Hugo fut-il démocrate ? Dès 1830, il écrivait dans la préface d'Hernani : la voix haute et puissante du peuple […] ressemble à celle de Dieu. Mais pour donner le pouvoir au peuple, il fallait que celui-ci soit près à le recevoir. Il y a d'abord à faire une conversion intérieure et qui peut prendre beaucoup de temps (l'éducation a un rôle central à jouer dans cette "révolution de l'esprit"). Hugo se méfie de la "populace" toujours prête à l'émeute, source de désordre. Dans les premiers jours de la révolution de 1848, Hugo se trouve du côté des défenseurs de l'Ordre. Il faut combattre la misère, entendre la voix du peuple, mais pas à n'importe quel prix.
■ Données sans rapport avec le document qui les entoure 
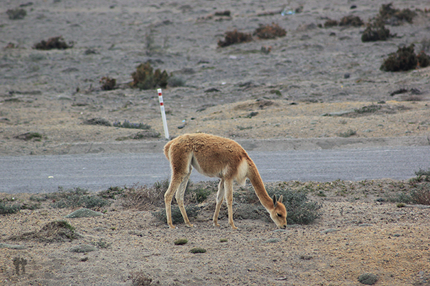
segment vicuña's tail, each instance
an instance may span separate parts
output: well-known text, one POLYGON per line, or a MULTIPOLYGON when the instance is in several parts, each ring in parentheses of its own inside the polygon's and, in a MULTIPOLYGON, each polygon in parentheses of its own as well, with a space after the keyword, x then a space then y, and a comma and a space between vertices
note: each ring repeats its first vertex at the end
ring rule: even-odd
POLYGON ((170 158, 169 158, 169 150, 170 150, 171 145, 172 145, 172 141, 168 141, 167 144, 164 145, 164 155, 166 156, 166 158, 167 158, 168 160, 170 160, 170 158))

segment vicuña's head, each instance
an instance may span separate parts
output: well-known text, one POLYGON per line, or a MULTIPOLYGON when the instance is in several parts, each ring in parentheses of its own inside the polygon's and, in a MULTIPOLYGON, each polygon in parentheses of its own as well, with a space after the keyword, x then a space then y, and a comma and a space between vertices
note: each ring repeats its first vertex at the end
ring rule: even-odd
POLYGON ((286 228, 286 209, 282 204, 282 195, 276 200, 273 195, 273 209, 270 212, 270 217, 280 228, 286 228))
Elu député de Paris en juin 1848 à l'Assemblée constituante, il prononce un discours en faveur de la réforme des ateliers nationaux (créés en février 1848), inaptes pour lui à générer du travail : la Monarchie avait des oisifs, la République aura des fainéants. Leur suppression provoque une insurrection, et son appartement de la place des Vosges (ainsi rebaptisée depuis février) est envahi fin juin 1848 (la place est mise à feu, mais son appartement est épargné) - ces évènements le décideront à déménager de la place des Vosges en juillet 1848. Pour le poète, le moteur de toutes ses actions, aussi bien en tant que tribun politique qu'en tant qu'écrivain, est le Progrès, un leitmotiv que l'on retrouve souvent sous sa plume et dont il définit ainsi la loi dans Les Misérables : la loi du progrès, c'est que les monstres disparaissent devant les anges, et que la Fatalité s'évanouisse devant la fraternité. […] Amour tu as l'avenir. Le Progrès n'est donc pour lui que le vecteur de l'Amour. On retrouve ici la croyance indéfectible de Victor Hugo en l'Amour, et donc en Dieu. Et qui dit croire en Dieu, dit croire en son prochain... quel qu'il soit! C'est pourquoi il aime profondément le peuple : J'ai été populaire, je ne le suis plus. Il y a des rêves ; ma popularité était absurde. Je suis né royaliste ; j'ai été pair de France ; je prie matin et soir ; je crois en Dieu ; il paraît que je suis vicomte. C'est égal, peuple, aime-moi ou ne m'aime-pas, je t'aime (Carnets, 1872).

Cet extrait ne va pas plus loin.